Eminim ki bu duygumu paylaşan birçok okurunuz vardır.
Rumuz: Mirza
Çok sevgili okurum, yazın beni hem düşündürdü, hem de çok mutlu etti.
Çünkü senin de anlatmak istediğin gibi, binlerce yıl önce de bugünkü gibi “rüşvetten yakınan da vardı, geçim sıkıntısından bahseden ve eşinden dert yanan da vardı.
Geçim sıkıntısı, aldat-ma, aşk, sevgi, nefret, başarı, başarısızlık, terör, savaşlar milattan önce de vardı. Asırlar sonra da olacak.”
Demek ki şu Gök kubbe altında değişen pek fazla bir şey yok. İnsan aynı insan...
Hayat aynı hayat, teknoloji gelişmiş, bilim süper bir düzeye gelmiş ama, dertler aynı, sorunlar hiç değişmiyor ve de belki her dönemde bir “Güzin Abla”ya ihtiyaç vardı...
Değiştirebilmek mi? Elbette...
Senin gibi azimli, bilgili, “yaparım” diyebilen ve hayallerini gerçekleştirmek için mücadeleden yılmayan gençler oldukça; elbette...
Aramızdaki yaş farkından dolayı ayrıldı
Merhaba Güzin Abla, benim eski sevgilimle aramda 6 yaş var. Ben 16, o 22 yaşında ama yaşını hiç göstermiyor. Çıkmaya başladığımızda askerdeydi. Onu sekiz ay bekledim.
Askerliğini bitirince kendi aramızda yüzük taktık. Ama sonra bir gün, “aramızdaki yaş farkı çok fazla” dedi ve ayrıldık.
Geçenlerde yine konuştuk. O, 28 yaşında evlenmeyi düşünüyormuş, beni gerçekten sevmiş ama benimle olamazmış. Bense onu hâlâ çok seviyorum, ne yapmalıyım?
Rumuz: A. Kesin
Sevgili kızım, 6 yaş çok fazla mı geliyor şimdi size? Bizim dönemimizde “erkekle kız arasında en az 5-6 yaş olmalı” derlerdi büyüklerimiz. Kadının çabuk çöktüğünü, erkeğin daha güçlü kaldığını düşünürlerdi.

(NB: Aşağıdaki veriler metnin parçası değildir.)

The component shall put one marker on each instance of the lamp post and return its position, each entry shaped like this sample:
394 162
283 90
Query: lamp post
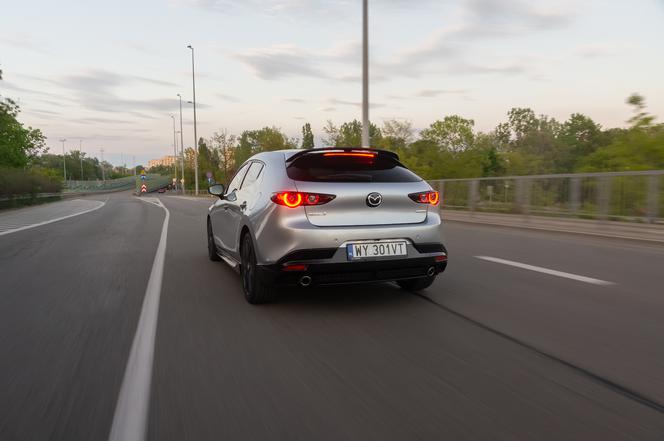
365 74
80 155
181 143
64 161
193 84
175 154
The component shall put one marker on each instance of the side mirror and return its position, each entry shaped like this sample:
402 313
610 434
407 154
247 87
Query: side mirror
216 190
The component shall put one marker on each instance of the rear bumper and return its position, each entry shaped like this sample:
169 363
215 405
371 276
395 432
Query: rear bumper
334 273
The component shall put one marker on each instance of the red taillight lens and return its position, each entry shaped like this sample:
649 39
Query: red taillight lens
294 199
295 267
357 155
426 197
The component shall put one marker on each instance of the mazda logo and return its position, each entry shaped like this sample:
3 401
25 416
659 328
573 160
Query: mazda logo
374 199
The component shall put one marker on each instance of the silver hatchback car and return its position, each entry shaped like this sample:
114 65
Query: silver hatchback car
323 217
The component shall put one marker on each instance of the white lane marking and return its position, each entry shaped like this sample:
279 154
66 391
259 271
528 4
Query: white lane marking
551 272
57 219
132 409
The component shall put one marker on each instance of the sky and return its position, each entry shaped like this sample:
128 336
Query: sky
108 73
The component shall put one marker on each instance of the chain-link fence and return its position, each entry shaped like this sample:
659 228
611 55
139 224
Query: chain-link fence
627 196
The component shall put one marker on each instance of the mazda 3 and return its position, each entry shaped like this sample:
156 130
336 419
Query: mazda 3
325 217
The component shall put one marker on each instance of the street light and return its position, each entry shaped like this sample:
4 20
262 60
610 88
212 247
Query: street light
64 162
175 153
181 143
365 74
193 84
80 155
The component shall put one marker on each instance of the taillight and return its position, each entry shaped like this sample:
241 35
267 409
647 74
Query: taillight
351 154
294 199
426 197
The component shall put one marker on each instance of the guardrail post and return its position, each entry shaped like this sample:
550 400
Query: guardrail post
472 195
523 187
653 198
604 196
441 190
575 195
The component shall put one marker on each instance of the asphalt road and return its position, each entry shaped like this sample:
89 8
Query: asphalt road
492 351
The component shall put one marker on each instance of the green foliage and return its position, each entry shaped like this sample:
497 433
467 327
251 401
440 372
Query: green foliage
18 182
349 134
18 144
307 137
453 134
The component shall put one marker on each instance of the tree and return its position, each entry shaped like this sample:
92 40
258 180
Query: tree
453 134
224 146
18 144
263 140
350 134
332 134
641 118
307 137
396 134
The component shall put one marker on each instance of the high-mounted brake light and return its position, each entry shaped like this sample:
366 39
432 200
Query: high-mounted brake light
357 155
294 199
426 197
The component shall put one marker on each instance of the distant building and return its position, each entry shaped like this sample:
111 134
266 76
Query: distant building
167 161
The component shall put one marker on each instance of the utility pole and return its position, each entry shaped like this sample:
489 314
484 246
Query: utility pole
181 144
366 142
64 160
103 173
175 154
80 155
193 83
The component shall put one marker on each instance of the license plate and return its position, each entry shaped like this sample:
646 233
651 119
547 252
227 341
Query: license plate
368 250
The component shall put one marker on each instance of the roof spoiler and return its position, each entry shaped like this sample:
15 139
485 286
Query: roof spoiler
306 152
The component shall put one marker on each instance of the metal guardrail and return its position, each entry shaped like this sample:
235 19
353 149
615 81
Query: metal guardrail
628 196
125 183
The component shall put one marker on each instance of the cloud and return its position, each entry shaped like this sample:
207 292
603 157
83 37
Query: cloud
298 9
26 42
432 93
280 61
479 20
353 103
225 97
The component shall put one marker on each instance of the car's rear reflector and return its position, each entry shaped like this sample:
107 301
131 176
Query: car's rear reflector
351 154
294 199
295 267
426 197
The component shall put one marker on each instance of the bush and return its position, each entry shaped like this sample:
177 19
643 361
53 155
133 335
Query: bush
20 182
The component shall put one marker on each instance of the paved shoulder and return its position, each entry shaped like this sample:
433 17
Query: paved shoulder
31 217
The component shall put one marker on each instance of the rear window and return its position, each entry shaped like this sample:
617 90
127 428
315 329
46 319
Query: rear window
319 168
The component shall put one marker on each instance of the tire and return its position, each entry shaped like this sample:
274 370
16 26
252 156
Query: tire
212 248
255 291
416 284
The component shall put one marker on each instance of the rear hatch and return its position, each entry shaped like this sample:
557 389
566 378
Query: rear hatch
352 176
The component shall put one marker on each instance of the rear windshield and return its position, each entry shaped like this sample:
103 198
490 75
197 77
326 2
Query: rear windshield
319 168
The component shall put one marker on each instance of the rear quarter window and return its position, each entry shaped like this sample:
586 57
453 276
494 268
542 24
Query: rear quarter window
319 168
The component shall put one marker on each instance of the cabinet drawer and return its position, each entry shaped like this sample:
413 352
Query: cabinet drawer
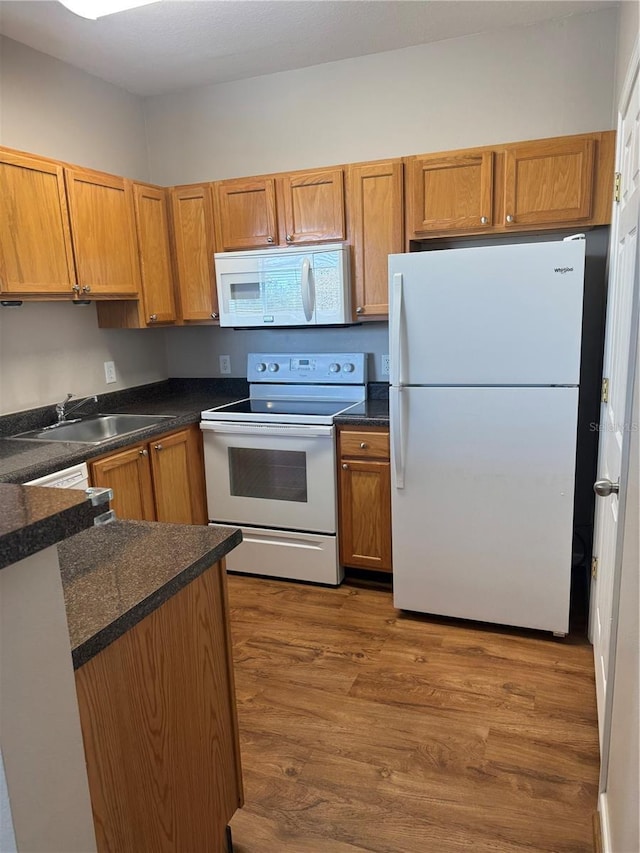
364 444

Evet, belki artık kadınlar kozmetik ya da estetik sayesinde çok genç görünmeyi başarıyorlar.
Ancak burada asıl sorun, eminim senin yaşının 16 oluşudur onun için. Hem çok gençsin, hem reşit değilsin.
Aşk, sevgi oldukça önemli ama çok da ciddi duygular ama sen bunları yaşamaya hazır değilsin.
Bu genç adam endişe etmiş, ona bağlandığını hissederek kaçmak istemiş olabilir.